At the roulette table, black comes up six times in a row. The gambler thinks, “Since half the time black comes up and half the time red comes up, the wheel is due to land on red,” and bets on red. This is the gambler’s fallacy.
Why is the gambler wrong? Isn’t it true that half the time the wheel will come up black and half the time it will come up red? These are some loaded questions. It is true that given an infinite number of spins of the roulette wheel, red and black will each come up half the time. Even in only a few spins we expect the wheel to come up red and black relatively equally. However, this certainly doesn’t happen every time. At any given point in time, it just as likely to spin a red as it is to spin a black, regardless of how the previous turns came up. That is, the probability function is memoryless.
So why is it that people expect the wheel to ‘even itself out’?
We suffer from a clear misconception that the spins of the roulette wheel should look random. We rely on representativeness heuristic to determine what is random. For example, if we flip a coin ten times, here are two of the possible sets of outcomes:
(Trial A) T H T T H T H T H H
(Trial B) T T H H H H T H H H
Trial A looks more like what we would expect at the results to look like because the Heads and Tails lookrandom. In actuality, each specific result is equally likely (as is any specific string of Heads and Tails). Since we expect the results to look random and to demonstrate the equal probability of flipping Heads or Tails, many people will assume that Trial A is more likely. They also assume that Trial B is due for a Tails (note only three of the ten flips landed Tails while seven landed Heads).

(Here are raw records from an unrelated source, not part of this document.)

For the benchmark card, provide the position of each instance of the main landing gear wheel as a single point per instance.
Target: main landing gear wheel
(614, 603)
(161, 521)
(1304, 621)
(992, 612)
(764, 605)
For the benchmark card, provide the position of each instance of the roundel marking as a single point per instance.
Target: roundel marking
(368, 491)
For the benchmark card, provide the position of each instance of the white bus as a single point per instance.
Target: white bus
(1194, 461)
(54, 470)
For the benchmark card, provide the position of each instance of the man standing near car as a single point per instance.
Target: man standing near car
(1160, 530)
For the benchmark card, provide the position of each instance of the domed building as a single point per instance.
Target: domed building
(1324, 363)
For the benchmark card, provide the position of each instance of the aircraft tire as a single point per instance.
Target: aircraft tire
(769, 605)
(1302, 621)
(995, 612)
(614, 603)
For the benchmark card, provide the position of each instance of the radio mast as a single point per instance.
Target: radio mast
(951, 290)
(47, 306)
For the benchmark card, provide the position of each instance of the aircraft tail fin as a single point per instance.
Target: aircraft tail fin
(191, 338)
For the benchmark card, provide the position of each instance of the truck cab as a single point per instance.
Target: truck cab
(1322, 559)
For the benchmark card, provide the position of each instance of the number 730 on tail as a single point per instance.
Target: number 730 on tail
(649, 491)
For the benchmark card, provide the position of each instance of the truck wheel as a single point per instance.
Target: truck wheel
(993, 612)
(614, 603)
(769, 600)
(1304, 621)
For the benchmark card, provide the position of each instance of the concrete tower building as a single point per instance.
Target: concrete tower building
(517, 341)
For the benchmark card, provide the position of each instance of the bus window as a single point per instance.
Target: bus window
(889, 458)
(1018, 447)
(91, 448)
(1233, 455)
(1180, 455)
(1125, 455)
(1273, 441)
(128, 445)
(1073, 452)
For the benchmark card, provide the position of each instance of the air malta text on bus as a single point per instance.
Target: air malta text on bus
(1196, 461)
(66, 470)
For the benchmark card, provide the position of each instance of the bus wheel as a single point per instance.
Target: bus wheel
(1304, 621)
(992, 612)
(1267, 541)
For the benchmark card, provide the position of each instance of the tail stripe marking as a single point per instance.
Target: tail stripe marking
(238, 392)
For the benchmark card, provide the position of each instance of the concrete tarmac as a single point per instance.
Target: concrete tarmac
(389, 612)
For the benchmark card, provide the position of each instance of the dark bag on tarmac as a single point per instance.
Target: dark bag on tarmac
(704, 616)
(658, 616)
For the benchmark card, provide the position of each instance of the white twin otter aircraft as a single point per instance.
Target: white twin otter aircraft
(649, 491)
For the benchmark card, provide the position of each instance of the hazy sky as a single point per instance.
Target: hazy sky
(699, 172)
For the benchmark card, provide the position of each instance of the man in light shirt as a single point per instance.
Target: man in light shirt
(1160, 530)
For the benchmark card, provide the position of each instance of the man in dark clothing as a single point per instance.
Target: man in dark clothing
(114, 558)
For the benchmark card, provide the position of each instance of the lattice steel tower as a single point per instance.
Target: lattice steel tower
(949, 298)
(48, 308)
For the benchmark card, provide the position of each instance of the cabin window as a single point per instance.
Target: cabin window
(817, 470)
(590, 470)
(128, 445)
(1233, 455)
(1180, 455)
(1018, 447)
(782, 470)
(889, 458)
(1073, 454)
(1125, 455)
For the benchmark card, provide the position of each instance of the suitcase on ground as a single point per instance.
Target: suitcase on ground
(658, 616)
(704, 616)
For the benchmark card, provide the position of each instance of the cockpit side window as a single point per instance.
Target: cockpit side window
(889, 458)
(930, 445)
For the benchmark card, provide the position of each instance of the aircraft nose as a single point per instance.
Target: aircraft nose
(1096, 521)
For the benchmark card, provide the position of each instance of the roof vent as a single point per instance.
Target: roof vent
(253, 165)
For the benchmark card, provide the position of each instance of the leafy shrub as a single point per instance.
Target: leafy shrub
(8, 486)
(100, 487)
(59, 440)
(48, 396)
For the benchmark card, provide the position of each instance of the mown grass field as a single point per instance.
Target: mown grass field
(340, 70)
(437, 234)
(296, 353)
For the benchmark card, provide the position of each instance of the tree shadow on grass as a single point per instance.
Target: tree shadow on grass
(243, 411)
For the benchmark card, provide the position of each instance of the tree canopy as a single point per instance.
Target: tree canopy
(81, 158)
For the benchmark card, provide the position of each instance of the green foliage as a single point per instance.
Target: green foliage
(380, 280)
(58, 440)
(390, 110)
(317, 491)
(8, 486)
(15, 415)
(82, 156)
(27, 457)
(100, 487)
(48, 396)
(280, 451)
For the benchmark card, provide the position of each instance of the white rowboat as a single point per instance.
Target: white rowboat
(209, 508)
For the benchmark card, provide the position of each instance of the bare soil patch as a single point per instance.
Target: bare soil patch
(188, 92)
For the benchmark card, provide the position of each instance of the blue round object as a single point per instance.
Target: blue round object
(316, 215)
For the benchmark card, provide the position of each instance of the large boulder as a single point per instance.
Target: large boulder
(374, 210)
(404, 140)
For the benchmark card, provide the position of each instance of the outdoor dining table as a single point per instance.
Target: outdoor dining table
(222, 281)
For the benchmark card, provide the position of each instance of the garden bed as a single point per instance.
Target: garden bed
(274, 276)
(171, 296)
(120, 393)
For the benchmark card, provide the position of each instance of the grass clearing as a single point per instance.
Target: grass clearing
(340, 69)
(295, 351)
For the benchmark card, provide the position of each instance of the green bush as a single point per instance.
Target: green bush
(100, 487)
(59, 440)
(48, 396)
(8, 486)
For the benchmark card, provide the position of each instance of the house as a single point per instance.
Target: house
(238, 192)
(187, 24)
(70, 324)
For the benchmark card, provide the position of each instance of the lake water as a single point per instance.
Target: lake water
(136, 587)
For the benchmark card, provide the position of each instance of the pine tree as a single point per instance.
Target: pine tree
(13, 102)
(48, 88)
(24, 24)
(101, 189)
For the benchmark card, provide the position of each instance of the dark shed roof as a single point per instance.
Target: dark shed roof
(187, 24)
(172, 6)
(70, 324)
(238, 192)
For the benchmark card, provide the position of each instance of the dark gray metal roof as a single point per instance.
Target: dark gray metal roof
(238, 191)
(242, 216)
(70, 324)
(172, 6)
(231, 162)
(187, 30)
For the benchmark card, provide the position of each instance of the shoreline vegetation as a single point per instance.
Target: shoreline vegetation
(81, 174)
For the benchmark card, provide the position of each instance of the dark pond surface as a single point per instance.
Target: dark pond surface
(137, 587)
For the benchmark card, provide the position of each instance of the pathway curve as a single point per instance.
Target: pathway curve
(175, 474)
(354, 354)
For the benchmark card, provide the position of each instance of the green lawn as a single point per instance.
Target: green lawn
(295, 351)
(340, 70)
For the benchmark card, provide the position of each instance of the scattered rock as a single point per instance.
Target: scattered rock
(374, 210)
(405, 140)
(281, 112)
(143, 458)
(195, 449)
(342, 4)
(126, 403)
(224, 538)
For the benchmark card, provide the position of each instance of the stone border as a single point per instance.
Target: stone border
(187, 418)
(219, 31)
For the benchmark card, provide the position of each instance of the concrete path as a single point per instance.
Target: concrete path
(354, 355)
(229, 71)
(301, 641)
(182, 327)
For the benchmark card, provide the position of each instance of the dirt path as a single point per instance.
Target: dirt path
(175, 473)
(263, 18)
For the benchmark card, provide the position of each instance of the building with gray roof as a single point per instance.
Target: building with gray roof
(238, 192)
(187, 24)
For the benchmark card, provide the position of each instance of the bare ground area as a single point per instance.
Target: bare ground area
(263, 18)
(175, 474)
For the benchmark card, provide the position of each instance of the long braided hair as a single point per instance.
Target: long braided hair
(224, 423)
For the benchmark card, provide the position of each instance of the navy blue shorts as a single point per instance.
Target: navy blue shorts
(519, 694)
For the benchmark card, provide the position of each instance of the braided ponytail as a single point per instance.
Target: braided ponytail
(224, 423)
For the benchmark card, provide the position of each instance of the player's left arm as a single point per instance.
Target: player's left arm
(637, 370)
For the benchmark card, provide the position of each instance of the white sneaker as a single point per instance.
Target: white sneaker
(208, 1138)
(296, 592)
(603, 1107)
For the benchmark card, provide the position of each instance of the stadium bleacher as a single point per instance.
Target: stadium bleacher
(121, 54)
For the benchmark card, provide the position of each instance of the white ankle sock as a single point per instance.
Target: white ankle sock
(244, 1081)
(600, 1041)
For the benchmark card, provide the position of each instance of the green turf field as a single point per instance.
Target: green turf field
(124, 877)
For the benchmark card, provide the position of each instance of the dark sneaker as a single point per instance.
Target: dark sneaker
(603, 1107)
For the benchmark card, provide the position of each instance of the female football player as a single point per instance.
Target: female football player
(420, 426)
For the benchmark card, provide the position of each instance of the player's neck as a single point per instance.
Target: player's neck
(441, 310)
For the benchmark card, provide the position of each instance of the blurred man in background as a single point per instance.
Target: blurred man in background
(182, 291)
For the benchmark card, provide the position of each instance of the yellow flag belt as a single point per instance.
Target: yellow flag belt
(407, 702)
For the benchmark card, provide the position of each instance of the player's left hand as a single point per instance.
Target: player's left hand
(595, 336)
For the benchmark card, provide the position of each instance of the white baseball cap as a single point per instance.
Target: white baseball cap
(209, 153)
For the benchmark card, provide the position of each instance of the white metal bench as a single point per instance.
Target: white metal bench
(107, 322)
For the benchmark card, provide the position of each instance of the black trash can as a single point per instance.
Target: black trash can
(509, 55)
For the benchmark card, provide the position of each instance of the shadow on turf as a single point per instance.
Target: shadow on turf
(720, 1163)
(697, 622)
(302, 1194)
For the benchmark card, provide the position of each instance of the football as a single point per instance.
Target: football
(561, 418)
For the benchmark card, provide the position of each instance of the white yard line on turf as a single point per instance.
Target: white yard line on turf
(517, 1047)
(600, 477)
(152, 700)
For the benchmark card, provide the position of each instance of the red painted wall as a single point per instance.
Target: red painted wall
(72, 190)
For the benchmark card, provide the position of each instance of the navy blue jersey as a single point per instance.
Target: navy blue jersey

We can explore this in a graphical sense. Imagine two squares each with ten dots. Each is a random distribution of the dots throughout the square, however one square's dots look more random than those in the other square because the dots are more spread out. However again, each of these two distributions is equally likely. In fact, there should be no expectation that the pattern even appear spread out. This is the beauty of random selection and random distribution. Anything and everything is equally possible (that is, any specific event). Thus, a gambler should not wage his chances based on the history of the roulette wheel. Each turn is a new chance, a new trial, a random spin.